A couple of caveats to add to what @Community member​ said:

  1. stm32h7, at its highest clock speed, has a shorter life according to AN5337 Stm32h7 series lifetime estimates . I do not know the underlying mechanism or how it behaves once things start to fail
  2. Repeated writing of FLASH memory can wear that out. I think we’re talking 10,000 cycles of the same memory location. You’re unlikely to upgrade firmware that many times over a product lifecycle or even during development. But if you use FLASH as non-volatile storage for variables that change too often, you might hit this limit. The stm32 eeprom-emulation example tries to avoid this problem.
  3. Statistics. Although the average life is over 10 years, you might be the unlucky person whose stm32 dies after 2 years without reason while many others live for 20+ years.
  4. Electical abuse: If you exceed the “absolute maximum“ ratings you can kill stm32 quickly.
gregstm
Senior III

Just a thought.
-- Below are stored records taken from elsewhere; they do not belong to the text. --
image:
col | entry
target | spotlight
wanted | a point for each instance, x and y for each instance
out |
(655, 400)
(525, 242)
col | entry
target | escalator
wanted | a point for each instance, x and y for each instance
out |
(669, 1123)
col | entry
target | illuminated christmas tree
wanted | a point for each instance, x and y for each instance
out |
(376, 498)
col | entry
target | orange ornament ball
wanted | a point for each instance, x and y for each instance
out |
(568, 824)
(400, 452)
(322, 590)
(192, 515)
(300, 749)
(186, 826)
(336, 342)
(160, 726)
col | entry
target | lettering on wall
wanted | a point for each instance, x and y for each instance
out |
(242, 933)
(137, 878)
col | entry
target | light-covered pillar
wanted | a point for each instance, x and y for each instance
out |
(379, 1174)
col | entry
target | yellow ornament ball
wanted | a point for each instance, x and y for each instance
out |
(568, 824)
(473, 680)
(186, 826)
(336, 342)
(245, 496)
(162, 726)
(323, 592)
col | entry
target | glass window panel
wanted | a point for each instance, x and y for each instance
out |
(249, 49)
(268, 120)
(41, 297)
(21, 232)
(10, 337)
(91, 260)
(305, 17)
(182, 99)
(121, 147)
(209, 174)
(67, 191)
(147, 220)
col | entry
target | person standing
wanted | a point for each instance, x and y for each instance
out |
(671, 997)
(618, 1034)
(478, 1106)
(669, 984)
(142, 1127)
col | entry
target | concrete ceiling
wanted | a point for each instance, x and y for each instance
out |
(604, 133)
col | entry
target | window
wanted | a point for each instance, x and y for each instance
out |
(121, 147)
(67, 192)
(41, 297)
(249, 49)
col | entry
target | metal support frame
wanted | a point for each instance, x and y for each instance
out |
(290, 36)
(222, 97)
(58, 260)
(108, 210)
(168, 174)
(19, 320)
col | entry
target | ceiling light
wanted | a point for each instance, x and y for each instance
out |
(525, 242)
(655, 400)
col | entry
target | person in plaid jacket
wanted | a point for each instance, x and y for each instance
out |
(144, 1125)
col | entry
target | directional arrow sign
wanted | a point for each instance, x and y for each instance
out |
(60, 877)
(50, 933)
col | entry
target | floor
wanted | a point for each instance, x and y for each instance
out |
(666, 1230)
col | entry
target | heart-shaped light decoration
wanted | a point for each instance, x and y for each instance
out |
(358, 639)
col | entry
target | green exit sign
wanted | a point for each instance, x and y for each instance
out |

If your goal is to keep an application running continuously, then you will have to assume you will get some sort of disruption (eg. static discharge, weird radiation, power glitch,..) and recover gracefully from it. You might need to keep some variables+checksums that will allow you to determine whether a reset was from power-up or some unexpected interruption to normal operation - if so, you can log the event but hopefully carry on processing without the user even noticing.